In the embodiment shown in FIG. 9, in addition to the supporting plate 22 the carrier plate 26 is overlapped by a movable carrier ring 48. The carrier ring 48 is provided with a through opening for the passage of the stamp 20. The carrier ring 48 ameliorates the support at the circumferential border of the carrier plate 26 to prevent it from a deformation effected by the heated stamp 20. With this embodiment of the device an excellent dimensional accuracy of the carrier plate 26 is assured, resulting in a clean joining with the brush head during the subsequent welding.
In the embodiment shown in FIG. 10, the through holes are enlarged on the side of the fiber ends to be melted together, the enlargements being cone-shaped in particular. Pressing the heated surface of the stamp on the plasticized mass of the fiber ends melted together, the mass is pressed into these enlargements resulting in frustum-shaped knobs at the melted fiber ends, that are referenced 5 in FIG. 10. Due to these knobs, the “pull-out force”, i.e. the tensile force in the direction “A” in FIG. 10 at which a tuft releases from the carrier plate 26 is increased strongly. An additional enhancement is achieved in that at least part of the plasticized mass is transformed into a continuous layer by pressing the heated stamp onto it, as indicated at 6 in FIG. 10. To facilitate the inserting of the tufts of fibers 1 into the through holes of the carrier plate 26, these through holes are enlarged on the other side of the carrier plate 26 too, as indicated at 7 in FIG. 10.

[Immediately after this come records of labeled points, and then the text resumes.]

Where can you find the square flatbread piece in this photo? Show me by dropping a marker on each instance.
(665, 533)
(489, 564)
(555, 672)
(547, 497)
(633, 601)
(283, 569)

The second variant of the method as depicted schematically in FIGS. 11 to 15 starts out from the same disposition as the first variant of the invention (FIGS. 1 to 4). Identical parts are indicated by the same reference numerals.
The first two steps of the second variant of the method correspond to the first two steps of the first variant. The stamp 4 is heated to a first temperatuer T1 and pressed onto the fiber ends, as shown in FIGS. 11 and 12. In a third step the stamp 4 is now withdrawn from the fiber ends, keeping, however, its temperature constant (FIG. 13). Occasionally, after having withdrawn the stamp 4 at the temperature T1, some material of the fibers still adheres to it. In order to remove this material, the stamp, in a fourth step, is heated to a second, higher temperature T2 (FIG. 14) that is chosen such that in a pyrolysis process the material of the fibers first desintegrates into monomers before being vaporized. In this way, the stamp 4 is clean again and does not have any residual deposits. In the final step the stamp 4 is cooled to the temperature T1 by directing compressed air against it (FIG. 15). Using fibers of polyamide, the temperature T1 lies between 250° C. and 300° C. and the temperature T2 between 600° C. and 700° C.